Gibraltar day is a celebration of national unity, whether we gather in squares or in a church or by celebrating in restaurants or on the beach or even in Spain. On this day, we pray that the unity we celebrate is not just an illusion or wishful thinking. This unity means that we, as citizens, pull together for the good of all. The pandemic has put us to the test and we have shown that in times of need and of danger we are capable of sacrifice and of serving others.
Gibraltar has always proclaimed its pride that we are capable of living together in a harmonious and tolerant society, where respect is shown towards all irrespective of their religion, social status, gender or ethnicity.
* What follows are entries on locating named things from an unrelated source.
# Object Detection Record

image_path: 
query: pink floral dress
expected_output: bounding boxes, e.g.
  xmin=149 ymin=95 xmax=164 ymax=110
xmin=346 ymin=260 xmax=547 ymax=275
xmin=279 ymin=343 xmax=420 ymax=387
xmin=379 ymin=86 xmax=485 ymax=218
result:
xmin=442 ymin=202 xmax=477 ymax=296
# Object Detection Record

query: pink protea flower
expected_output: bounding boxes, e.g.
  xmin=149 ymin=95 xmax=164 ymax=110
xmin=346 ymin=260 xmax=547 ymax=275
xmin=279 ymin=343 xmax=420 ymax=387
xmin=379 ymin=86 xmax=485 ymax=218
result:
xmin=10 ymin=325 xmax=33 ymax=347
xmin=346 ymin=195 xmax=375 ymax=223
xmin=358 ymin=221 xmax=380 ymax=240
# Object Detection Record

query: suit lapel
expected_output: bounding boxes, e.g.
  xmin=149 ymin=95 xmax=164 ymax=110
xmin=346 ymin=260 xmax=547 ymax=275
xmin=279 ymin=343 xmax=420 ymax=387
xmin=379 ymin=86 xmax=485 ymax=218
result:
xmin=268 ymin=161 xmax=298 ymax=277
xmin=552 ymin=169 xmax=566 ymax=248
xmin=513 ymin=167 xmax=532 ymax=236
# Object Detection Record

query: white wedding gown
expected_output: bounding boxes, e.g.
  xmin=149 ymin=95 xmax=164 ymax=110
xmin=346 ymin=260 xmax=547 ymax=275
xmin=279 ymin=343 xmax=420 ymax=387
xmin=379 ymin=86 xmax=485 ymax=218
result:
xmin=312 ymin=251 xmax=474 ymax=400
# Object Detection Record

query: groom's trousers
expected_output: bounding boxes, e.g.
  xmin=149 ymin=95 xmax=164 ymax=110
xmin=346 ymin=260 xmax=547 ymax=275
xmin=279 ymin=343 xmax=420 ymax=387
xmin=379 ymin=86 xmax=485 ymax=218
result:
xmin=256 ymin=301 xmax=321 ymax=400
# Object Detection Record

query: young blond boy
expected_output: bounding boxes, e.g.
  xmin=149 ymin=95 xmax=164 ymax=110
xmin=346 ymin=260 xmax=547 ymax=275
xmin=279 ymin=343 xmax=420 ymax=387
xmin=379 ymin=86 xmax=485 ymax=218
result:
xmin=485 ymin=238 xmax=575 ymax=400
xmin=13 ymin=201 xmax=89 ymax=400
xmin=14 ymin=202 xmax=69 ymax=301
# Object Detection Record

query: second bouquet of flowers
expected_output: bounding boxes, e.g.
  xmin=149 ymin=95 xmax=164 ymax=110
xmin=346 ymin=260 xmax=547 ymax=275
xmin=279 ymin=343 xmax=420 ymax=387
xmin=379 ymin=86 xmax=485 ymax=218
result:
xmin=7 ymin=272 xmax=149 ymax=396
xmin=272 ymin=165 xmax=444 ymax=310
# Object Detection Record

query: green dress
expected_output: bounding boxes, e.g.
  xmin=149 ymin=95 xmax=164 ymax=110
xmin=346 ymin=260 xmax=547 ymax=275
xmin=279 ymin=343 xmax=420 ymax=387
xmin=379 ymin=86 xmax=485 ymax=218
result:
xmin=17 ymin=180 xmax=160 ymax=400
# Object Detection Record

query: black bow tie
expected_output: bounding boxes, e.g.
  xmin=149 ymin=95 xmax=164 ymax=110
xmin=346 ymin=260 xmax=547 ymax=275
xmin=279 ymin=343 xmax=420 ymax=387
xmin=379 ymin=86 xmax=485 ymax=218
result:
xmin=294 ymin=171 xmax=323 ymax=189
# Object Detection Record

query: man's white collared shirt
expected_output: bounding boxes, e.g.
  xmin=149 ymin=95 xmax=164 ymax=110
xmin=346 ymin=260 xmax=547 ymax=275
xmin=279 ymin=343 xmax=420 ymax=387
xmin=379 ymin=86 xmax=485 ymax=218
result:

I wish I am wrong in what I am going to say, but with a heavy heart I notice that this value of tolerance seems to have been lost in a section of our community, when especially on the social media hate speech abounds, together with bullying and aggressive language aimed at those who may have different views from ours. Are we treating each other as brothers and sisters or are we using the category of enemy for each other when ideologies don’t meet? Everyone has a right to be treated with respect, however different our ideas or beliefs are. Our differences do not take away the fact that we are all the same, all human beings, and for those who believe, we are all created in the image of God.
The future for many may be uncertain, and we all know that life after this pandemic and with Brexit will not be the same as before. It is only experience and time which will tell us how we are to adapt to the new future. I hope and pray that the lessons learned during the months that we have experienced this virus will not be quickly forgotten, and the sense of dedication and care for others will continue to be felt well after the dangers brought by this virus are put behind us.
As we venerate Mary, the mother of God, the mother of the Church, and our mother, let us entrust the needs of Gibraltar to her maternal care.
Today, on the Eve of Gibraltar’s National Day, we come here to pray, in union with Mary, for our human family, and to find rest with the Mother of the Lord. We pray for her constant help, for ourselves and for those who are dear to us. We pray that Mary generates in our hearts the consolation, peace and joy that comes from believing that God is merciful and compassionate. So is Mary, God’s privileged daughter and mother, She is the mother of mercy, as we pray when we say the ‘Hail Holy Queen’. May she be always our help, our refuge and our hope.